Toute l’œuvre de Tolstoï peut être considérée comme une autobiographie. Tolstoï peut dire avec Amiel : « Je me suis toujours pris comme matière à étude, et ce qui m’a le plus intéressé en moi, c’est l’agrément d’avoir sous la main un homme, une personne dont je pouvais sans importunité et sans indiscrétion, suivre toutes les métamorphoses, les secrètes pensées, les battements de cœur, les tentations, comme échantillon de la nature humaine[2]. »

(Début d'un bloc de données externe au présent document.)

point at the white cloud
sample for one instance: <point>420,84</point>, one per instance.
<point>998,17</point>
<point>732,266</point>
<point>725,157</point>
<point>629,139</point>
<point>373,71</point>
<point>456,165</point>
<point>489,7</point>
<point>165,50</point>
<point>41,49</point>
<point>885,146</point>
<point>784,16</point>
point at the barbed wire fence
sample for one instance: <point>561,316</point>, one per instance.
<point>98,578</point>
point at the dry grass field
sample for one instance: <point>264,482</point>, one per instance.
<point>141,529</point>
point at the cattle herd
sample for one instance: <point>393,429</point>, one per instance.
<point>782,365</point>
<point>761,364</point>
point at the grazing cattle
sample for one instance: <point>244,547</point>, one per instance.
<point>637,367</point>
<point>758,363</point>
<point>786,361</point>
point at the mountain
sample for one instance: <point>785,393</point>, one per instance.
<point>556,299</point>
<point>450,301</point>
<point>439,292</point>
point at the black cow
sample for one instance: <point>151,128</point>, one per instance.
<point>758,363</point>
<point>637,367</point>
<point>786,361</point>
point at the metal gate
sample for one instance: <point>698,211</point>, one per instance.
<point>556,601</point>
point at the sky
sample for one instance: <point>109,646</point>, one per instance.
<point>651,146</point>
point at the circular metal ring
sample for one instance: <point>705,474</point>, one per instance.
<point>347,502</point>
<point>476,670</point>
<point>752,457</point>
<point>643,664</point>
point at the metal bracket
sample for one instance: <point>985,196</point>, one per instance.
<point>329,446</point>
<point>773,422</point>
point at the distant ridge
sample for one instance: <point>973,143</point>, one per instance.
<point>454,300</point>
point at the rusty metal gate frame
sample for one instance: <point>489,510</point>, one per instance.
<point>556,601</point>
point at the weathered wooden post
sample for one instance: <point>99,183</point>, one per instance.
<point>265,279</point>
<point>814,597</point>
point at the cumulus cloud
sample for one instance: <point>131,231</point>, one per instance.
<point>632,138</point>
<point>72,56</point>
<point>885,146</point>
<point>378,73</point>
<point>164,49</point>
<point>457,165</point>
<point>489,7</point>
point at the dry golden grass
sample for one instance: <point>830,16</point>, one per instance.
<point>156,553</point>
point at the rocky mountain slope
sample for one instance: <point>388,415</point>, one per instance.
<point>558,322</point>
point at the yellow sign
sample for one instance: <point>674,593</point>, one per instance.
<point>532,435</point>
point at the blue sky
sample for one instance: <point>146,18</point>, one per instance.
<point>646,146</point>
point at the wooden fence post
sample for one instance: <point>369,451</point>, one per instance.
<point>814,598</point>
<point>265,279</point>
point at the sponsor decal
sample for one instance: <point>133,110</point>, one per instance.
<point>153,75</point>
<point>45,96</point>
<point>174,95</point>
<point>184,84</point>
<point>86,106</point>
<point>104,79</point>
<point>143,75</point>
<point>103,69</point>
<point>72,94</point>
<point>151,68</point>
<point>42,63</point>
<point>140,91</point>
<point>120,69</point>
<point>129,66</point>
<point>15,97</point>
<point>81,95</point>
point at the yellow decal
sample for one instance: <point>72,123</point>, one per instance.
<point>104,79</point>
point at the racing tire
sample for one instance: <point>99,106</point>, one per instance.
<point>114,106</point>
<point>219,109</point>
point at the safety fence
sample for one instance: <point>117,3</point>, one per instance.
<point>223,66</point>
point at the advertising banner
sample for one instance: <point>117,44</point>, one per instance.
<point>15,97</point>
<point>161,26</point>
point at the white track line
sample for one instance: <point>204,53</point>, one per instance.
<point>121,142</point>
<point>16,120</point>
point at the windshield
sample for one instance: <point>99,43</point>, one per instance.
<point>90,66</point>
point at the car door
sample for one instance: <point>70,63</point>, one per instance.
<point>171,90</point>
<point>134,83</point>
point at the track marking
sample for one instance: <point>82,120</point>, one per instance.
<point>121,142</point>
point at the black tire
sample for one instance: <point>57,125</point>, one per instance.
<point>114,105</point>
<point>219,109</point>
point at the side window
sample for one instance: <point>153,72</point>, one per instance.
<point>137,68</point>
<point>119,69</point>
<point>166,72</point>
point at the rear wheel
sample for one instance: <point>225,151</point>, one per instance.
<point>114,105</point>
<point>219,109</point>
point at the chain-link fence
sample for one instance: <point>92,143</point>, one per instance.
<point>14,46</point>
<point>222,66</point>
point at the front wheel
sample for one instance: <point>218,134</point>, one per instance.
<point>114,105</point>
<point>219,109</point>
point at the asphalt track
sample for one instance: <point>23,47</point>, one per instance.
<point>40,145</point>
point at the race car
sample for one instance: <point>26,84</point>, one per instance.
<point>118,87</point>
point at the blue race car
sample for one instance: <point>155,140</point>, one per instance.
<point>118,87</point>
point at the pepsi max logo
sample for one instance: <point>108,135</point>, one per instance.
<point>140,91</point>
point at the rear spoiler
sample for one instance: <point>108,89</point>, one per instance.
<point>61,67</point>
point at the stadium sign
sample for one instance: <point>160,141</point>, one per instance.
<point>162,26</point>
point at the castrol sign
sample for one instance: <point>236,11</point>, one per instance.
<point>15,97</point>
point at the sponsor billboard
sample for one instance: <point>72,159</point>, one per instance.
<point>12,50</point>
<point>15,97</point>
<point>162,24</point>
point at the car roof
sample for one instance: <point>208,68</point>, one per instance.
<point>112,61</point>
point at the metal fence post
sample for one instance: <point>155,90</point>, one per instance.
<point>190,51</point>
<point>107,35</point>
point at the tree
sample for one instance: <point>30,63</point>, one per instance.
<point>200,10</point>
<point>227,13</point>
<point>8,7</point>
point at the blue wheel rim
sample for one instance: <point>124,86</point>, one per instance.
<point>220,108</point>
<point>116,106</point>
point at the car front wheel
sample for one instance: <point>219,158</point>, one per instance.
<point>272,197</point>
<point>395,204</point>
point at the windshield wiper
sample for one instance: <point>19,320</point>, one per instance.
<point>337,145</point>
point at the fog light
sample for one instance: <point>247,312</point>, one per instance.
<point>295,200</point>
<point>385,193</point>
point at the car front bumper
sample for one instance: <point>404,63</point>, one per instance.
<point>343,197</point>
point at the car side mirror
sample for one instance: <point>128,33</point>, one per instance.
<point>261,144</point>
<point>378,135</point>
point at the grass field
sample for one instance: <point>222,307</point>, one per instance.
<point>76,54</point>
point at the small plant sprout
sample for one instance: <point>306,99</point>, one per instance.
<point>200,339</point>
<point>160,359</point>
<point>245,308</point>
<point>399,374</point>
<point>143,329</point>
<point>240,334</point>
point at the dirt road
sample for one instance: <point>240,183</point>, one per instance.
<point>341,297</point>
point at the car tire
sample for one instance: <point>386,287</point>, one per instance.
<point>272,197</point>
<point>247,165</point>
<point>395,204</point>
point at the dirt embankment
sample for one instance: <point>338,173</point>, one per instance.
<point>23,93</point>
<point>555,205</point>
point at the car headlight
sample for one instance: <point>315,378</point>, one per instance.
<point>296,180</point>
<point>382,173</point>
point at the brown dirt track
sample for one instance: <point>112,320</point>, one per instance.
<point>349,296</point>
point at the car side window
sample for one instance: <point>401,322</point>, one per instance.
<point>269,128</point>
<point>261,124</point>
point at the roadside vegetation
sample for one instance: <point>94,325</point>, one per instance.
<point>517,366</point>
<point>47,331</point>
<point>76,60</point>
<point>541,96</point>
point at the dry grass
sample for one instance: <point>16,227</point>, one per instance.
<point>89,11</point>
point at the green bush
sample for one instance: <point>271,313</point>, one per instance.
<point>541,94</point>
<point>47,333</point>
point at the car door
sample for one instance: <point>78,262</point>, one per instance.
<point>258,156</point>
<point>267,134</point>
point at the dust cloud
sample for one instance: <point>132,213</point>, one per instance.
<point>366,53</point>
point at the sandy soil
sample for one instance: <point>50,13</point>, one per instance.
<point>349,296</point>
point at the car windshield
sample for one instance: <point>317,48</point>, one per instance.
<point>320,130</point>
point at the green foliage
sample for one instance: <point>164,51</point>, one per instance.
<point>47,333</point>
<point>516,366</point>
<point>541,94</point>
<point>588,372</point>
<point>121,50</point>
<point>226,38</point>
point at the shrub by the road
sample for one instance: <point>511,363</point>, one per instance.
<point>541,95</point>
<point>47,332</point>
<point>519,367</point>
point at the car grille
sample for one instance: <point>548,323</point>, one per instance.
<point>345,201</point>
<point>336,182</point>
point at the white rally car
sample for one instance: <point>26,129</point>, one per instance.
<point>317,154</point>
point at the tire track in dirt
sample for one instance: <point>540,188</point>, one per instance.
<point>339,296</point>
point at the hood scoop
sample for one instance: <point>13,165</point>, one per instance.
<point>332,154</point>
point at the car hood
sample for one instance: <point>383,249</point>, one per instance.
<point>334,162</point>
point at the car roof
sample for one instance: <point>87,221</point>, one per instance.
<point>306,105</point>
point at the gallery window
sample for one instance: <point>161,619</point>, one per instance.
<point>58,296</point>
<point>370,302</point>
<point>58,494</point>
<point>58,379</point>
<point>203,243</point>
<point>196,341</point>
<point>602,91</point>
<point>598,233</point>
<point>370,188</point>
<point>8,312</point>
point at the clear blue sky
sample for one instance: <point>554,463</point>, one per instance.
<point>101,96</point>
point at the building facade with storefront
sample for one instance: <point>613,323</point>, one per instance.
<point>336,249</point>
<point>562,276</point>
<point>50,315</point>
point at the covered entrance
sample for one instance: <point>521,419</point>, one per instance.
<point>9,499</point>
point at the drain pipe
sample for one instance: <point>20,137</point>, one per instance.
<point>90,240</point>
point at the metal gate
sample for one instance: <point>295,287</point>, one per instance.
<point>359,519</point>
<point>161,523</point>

Le héros des Cosaques, Olénine, est la personne peu voilée du jeune Tolstoï même, à l’époque où il n’avait foi qu’à l’individu, à la force individuelle et au progrès individuel, où tout son credo se résumait dans la phrase de Jeroschka : « Nous mourrons tous, l’herbe croîtra sur notre tombe, et ce sera tout. » Dans Guerre et Paix l’âme de Tolstoï reparaît dans les doutes de Bezouchov. C’est Lévine qui, dans Anna Karénine, nous fait voir ses doutes et ses angoisses et nous laisse pressentir d’où l’on peut attendre la lumière et la paix.

La Confession, ma Religion, les Évangiles sont la suite de Guerre et Paix et Anna Karénine, — moins le sourire, et c’est dommage : le sourire reste malgré tout et quand même une arme mille fois plus précieuse que le sermon.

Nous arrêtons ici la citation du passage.